Gift of a Yellow Hammock

Marigold was in no mood to hear the nasal pitch of her younger sister Nina's pinched vocality, nor did Marigold wish to wake to the late-twenty-something sound of Nina's friends chirping to reveal their glee, grating to Marigold's otherwise generous nerves. 

In an effort to find some elusive par value, Marigold gifted her sister a yellow hammock with the goal of relaxing the sharp nasal pinch unmatched to Marigold's own speech and song, having putting a little bass in it, in stark contrast to the clench of Nina's nose when she spoke. 

The gift of a yellow hammock weathered Marigold's modicum of guilt for being the better equipped and more mature sister for handling the Sturm und Drang of life among family and friends, so named for the ill-fated joining requisite to family membership that Marigold felt obliged to endure. 

Marigold had tried out the hammock and felt momentarily tempted to stay there and absorb whatever half quiet daylight was still available in the yard, soon to be crowded with conversation about potato salad and that despicable grill presumably meant to suggest the joy of cooking to husbands, brothers, and such.

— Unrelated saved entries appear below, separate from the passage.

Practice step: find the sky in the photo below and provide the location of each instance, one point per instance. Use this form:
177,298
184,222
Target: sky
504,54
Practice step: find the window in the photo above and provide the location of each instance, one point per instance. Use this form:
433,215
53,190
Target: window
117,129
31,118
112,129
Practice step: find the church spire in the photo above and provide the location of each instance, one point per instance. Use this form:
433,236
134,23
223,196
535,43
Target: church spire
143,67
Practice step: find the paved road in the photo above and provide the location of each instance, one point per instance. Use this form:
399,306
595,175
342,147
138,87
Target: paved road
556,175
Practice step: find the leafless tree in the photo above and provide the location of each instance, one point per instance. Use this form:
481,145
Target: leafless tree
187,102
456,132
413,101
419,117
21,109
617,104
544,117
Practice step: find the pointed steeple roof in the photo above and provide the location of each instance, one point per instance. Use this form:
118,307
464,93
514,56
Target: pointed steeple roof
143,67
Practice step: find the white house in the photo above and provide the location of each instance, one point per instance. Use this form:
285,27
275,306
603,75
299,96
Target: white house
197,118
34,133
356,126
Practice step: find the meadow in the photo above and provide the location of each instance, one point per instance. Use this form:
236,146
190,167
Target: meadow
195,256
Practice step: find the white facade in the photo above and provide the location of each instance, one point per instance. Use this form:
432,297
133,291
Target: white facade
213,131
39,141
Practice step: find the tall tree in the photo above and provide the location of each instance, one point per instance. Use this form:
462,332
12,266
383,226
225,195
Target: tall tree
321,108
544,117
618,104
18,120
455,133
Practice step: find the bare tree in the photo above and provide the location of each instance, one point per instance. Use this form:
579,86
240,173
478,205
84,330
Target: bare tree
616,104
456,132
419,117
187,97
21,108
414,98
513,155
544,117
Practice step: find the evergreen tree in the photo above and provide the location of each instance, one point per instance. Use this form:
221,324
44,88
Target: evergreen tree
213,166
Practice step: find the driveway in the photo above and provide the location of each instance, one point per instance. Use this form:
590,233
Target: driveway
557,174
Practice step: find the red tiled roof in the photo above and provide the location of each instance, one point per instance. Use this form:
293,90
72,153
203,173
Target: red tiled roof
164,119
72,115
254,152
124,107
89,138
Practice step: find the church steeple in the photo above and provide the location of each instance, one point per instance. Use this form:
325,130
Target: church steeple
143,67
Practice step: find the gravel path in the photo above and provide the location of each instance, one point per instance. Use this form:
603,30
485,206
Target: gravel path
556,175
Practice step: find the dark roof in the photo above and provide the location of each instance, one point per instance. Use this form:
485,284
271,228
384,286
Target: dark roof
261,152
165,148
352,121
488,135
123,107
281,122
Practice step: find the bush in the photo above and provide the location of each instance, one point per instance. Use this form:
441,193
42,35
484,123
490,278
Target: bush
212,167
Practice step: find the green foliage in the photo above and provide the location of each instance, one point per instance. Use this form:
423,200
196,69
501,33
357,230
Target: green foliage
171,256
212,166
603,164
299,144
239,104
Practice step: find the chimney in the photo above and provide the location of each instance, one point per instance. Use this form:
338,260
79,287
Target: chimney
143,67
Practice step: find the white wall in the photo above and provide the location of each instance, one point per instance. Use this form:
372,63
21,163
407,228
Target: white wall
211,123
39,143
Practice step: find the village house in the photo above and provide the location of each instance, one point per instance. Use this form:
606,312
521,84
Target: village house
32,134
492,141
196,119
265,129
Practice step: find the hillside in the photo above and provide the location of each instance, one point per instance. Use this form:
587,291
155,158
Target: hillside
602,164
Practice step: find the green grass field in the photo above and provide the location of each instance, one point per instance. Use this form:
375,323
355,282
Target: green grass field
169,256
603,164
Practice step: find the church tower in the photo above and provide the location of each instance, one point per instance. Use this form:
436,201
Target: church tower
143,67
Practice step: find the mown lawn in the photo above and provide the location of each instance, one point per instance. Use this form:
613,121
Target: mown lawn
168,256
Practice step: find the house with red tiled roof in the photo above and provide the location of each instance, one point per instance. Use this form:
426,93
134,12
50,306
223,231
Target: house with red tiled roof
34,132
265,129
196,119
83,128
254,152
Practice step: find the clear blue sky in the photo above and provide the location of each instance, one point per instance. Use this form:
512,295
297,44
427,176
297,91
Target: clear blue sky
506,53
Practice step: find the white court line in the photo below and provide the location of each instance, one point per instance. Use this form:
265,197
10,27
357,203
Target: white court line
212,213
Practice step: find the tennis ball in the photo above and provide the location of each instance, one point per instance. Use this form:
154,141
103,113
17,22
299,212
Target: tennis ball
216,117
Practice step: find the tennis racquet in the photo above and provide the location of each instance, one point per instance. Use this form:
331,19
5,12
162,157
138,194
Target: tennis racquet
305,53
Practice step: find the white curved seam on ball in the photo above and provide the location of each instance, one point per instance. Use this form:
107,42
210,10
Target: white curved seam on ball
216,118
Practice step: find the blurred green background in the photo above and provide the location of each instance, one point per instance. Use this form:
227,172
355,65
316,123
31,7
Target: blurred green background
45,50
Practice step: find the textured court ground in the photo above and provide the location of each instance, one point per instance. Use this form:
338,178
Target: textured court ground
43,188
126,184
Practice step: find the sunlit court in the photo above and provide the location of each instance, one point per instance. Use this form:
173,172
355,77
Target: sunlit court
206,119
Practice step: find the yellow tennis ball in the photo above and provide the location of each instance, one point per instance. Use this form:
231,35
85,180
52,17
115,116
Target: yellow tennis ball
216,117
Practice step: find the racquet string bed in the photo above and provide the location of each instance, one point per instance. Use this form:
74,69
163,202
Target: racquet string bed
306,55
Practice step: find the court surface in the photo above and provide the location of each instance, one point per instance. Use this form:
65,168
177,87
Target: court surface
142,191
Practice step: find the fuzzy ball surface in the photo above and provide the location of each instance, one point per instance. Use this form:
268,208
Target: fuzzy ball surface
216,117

But Marigold's thoughts digressed as she fantasized some ashram that would have her, by herself, of course, where Marigold might imagine mostly trees and flowers and sky as quiet as an un-airplane-d span of blue might afford.

Inevitably, Marigold had to vault her physique out from the hammock and onto the floor of the yard to make room for the recipient of her well-meaning gift and just then the sudden honk of gratitude made its way to her ears, accompanied by high-pitched squeals of female members of her hapless species.